In my day job, we create messaging for political candidates and conduct polls. Over and over, messages about Trump’s corruption land with a thud. The reality is that voters have a hard time buying the idea that such misconduct affects them in any way at all. They might think it’s unfair, but they also overwhelmingly think everything that happens in Washington is corrupt, and that all elites in politics and business are corrupted on some level. They view Trump as a data point on a continuum of corruption, not as an outlier. (Here the baseline is defined by perceptions of elites as a class: selfish cheaters who deceive nonelites all the time to get what they want.)
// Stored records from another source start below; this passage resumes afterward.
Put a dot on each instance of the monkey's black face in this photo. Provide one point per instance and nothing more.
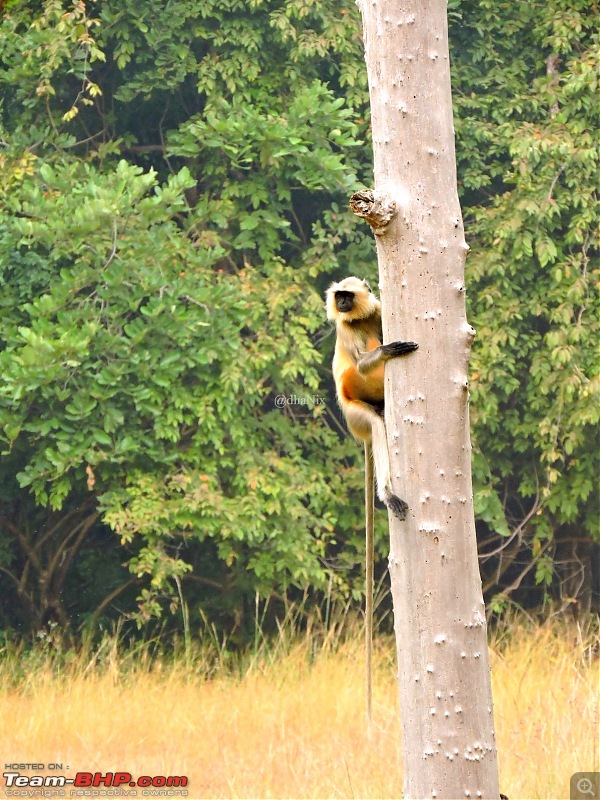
(344, 301)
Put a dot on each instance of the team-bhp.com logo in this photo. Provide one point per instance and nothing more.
(94, 784)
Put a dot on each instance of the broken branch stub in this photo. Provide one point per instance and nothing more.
(377, 209)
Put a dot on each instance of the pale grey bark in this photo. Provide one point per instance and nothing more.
(444, 678)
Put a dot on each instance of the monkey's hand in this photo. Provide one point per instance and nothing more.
(398, 349)
(398, 507)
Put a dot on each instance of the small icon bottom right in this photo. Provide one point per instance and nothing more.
(585, 786)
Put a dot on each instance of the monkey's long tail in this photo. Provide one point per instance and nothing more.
(369, 510)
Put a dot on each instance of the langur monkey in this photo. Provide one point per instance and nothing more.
(358, 365)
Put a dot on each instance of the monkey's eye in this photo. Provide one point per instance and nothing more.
(344, 300)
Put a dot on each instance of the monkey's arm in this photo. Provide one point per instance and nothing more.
(372, 359)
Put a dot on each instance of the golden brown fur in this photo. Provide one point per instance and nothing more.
(358, 370)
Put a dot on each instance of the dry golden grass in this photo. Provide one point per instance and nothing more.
(289, 725)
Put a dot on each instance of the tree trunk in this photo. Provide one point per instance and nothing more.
(445, 688)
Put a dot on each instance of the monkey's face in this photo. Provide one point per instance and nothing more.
(344, 301)
(350, 299)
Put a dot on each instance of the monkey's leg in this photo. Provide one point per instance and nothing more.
(382, 469)
(369, 557)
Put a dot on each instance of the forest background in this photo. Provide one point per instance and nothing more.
(175, 180)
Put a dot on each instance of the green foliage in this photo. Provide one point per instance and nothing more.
(173, 203)
(154, 310)
(533, 273)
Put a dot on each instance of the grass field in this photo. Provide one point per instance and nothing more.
(288, 723)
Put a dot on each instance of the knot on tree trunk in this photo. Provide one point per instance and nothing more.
(377, 209)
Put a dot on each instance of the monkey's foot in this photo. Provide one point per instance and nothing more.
(398, 507)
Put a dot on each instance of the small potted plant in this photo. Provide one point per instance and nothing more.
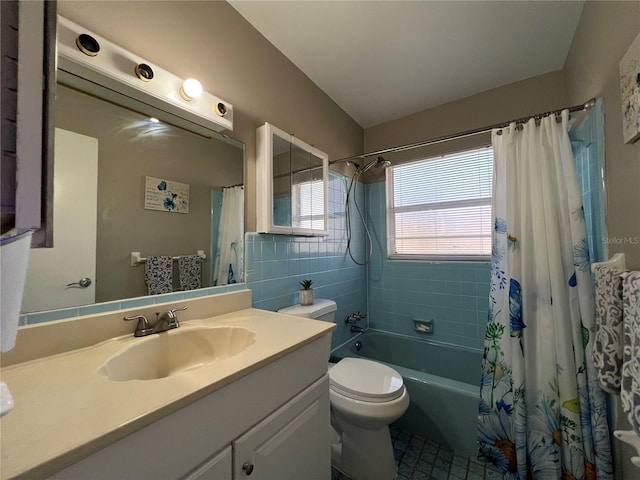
(306, 293)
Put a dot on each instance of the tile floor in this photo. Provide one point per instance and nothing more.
(422, 459)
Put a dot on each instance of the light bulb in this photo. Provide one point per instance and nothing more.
(191, 88)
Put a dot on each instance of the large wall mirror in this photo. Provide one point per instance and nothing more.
(119, 173)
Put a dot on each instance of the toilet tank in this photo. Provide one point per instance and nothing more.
(321, 309)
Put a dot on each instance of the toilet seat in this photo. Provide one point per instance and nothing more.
(366, 380)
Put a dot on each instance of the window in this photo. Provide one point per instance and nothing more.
(308, 204)
(440, 208)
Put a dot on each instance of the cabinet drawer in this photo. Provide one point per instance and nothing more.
(292, 442)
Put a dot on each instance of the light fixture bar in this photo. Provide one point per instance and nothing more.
(120, 70)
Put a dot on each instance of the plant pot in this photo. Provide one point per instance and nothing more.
(306, 297)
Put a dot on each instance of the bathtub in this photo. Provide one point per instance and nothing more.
(443, 382)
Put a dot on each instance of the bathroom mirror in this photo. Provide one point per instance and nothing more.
(131, 183)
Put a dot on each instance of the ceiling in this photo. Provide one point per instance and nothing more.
(383, 60)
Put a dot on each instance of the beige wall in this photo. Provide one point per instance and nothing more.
(538, 94)
(605, 31)
(212, 42)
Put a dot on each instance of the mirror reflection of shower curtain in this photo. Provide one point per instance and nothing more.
(230, 256)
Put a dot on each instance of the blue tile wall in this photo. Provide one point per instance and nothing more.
(276, 264)
(587, 141)
(455, 295)
(50, 315)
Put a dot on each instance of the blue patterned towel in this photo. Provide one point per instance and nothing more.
(630, 391)
(607, 351)
(158, 274)
(190, 270)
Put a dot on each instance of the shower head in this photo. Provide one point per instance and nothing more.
(382, 163)
(378, 163)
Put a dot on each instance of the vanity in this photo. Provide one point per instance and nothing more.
(259, 410)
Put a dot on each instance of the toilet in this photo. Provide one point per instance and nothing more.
(365, 397)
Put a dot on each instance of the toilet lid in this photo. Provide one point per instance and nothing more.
(366, 380)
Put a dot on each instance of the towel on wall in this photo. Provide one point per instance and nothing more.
(190, 270)
(630, 391)
(158, 274)
(607, 352)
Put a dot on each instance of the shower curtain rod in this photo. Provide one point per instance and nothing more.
(469, 133)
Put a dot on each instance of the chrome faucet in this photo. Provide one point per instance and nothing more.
(166, 321)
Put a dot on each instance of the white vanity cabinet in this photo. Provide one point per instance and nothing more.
(272, 424)
(291, 188)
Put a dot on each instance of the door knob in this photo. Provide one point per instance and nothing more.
(84, 282)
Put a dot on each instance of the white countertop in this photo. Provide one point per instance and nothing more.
(64, 410)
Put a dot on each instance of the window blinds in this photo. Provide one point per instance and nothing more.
(441, 207)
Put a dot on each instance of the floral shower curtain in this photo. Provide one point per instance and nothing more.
(542, 415)
(230, 265)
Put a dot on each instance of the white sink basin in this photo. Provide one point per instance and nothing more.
(175, 351)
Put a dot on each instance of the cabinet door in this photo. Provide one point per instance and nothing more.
(216, 468)
(291, 188)
(291, 443)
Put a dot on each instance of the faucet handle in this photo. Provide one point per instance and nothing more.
(142, 328)
(174, 310)
(173, 316)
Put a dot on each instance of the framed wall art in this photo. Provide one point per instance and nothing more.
(630, 92)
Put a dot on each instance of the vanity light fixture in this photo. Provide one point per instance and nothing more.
(220, 109)
(85, 56)
(144, 72)
(191, 88)
(87, 45)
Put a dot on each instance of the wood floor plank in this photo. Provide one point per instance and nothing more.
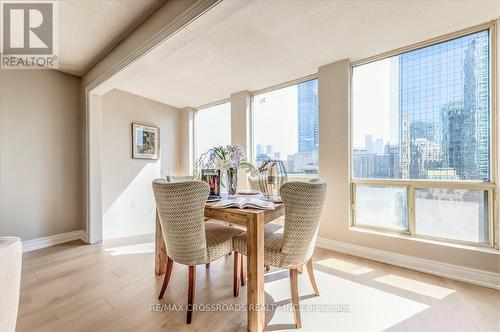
(111, 287)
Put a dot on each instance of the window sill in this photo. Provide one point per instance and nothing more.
(362, 229)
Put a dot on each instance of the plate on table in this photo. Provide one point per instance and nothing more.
(248, 192)
(213, 198)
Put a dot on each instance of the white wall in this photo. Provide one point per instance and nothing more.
(41, 183)
(127, 200)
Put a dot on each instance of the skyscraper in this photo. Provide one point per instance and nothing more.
(444, 122)
(308, 116)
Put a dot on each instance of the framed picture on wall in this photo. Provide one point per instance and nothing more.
(145, 141)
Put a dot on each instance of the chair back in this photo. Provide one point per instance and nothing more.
(303, 205)
(179, 178)
(181, 209)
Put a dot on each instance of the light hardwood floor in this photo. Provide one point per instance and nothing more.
(111, 287)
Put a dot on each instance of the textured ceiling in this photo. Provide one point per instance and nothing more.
(88, 29)
(250, 45)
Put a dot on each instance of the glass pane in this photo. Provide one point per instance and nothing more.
(424, 114)
(458, 214)
(213, 127)
(285, 127)
(382, 206)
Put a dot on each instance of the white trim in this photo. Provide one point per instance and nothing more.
(52, 240)
(450, 271)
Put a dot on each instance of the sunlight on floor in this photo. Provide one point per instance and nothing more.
(140, 248)
(369, 308)
(343, 266)
(415, 286)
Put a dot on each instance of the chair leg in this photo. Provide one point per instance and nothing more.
(294, 288)
(236, 274)
(166, 278)
(243, 274)
(310, 270)
(191, 289)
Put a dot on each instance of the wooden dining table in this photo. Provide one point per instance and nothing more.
(253, 220)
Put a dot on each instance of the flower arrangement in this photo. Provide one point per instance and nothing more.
(228, 159)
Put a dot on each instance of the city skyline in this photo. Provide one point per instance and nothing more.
(442, 124)
(304, 159)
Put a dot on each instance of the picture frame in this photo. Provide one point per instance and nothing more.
(145, 141)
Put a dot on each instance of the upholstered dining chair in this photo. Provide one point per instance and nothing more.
(292, 246)
(188, 238)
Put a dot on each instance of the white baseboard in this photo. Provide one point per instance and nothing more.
(52, 240)
(450, 271)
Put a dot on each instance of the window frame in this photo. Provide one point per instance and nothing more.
(490, 186)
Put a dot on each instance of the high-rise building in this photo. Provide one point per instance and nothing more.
(443, 123)
(308, 116)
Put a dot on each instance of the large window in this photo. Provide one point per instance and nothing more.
(213, 127)
(285, 127)
(421, 143)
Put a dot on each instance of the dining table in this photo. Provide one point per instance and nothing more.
(253, 220)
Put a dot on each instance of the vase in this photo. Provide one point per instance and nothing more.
(232, 181)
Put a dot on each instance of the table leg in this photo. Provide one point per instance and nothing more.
(255, 271)
(160, 249)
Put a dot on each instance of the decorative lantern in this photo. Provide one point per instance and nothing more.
(272, 174)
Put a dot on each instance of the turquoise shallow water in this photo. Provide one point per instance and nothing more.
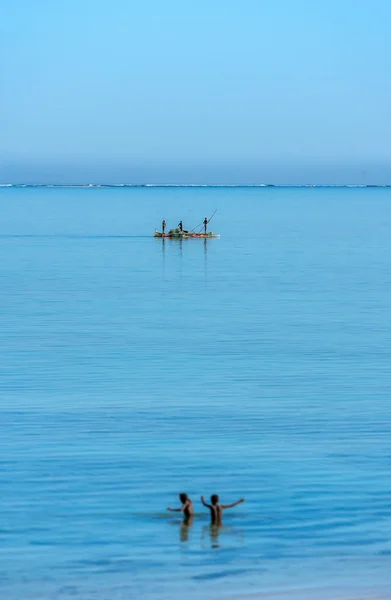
(254, 365)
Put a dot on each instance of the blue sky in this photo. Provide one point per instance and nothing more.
(195, 91)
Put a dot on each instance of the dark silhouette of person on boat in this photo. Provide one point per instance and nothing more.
(180, 225)
(216, 509)
(186, 508)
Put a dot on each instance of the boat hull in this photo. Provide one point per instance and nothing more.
(186, 235)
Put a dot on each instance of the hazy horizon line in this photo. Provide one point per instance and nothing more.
(197, 185)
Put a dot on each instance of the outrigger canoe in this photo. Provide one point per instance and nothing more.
(183, 234)
(177, 233)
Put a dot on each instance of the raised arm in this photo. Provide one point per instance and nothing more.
(233, 504)
(204, 503)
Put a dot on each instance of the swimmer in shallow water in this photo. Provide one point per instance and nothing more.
(186, 508)
(216, 509)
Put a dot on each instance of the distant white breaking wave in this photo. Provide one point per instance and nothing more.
(186, 185)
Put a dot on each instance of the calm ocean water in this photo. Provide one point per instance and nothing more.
(255, 365)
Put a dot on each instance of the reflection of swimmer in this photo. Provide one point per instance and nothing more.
(185, 529)
(186, 508)
(216, 509)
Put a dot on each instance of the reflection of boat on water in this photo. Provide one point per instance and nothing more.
(178, 234)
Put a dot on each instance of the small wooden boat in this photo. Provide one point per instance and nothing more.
(173, 233)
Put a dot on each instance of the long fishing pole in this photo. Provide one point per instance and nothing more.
(200, 226)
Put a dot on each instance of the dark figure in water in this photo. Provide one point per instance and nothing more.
(216, 509)
(186, 508)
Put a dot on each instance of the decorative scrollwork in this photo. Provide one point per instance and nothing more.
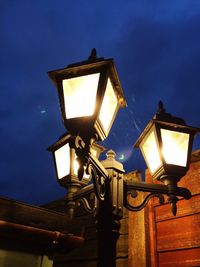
(98, 181)
(87, 205)
(134, 194)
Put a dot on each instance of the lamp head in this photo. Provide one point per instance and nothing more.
(90, 96)
(166, 145)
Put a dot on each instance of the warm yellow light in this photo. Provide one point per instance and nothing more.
(80, 95)
(150, 151)
(62, 157)
(108, 107)
(175, 147)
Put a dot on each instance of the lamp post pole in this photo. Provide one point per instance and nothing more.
(109, 212)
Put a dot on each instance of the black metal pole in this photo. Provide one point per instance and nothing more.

That appears to be changing incrementally with the impeachment inquiry. So many of Trump’s recent misdeeds are wholly unprecedented — including soliciting help from foreign adversaries in damaging his political enemies, openly, publicly and live on television. It’s hard not to notice them. A civic education process has begun: If most Americans didn’t know that it’s illegal to solicit foreign interference in an election, because the issue hadn’t come up in their lifetimes, they’re learning that now. We’re primed as humans to register danger in terms of severity, magnitude and immediacy of threat, and Trump’s impeachable offenses affect the whole country. The potential removal of a president has profound implications for all Americans.
In this case, it’s important — for ourselves as individuals and for the sake of our democracy — to rethink our baseline expectations. Do we want a Trump presidency that is, to invoke a metaphor from the president’s favorite and most expensive hobby, par for the course? Or do we want occupants of the Oval Office to respect its gravity, and to understand that they are public servants who exist to serve the office and not the other way around? Our expectations for Trump may be reasonable in the context of his historical behavior, but we cannot conflate our baseline for Trump with our baseline for the American presidency. They are not the same.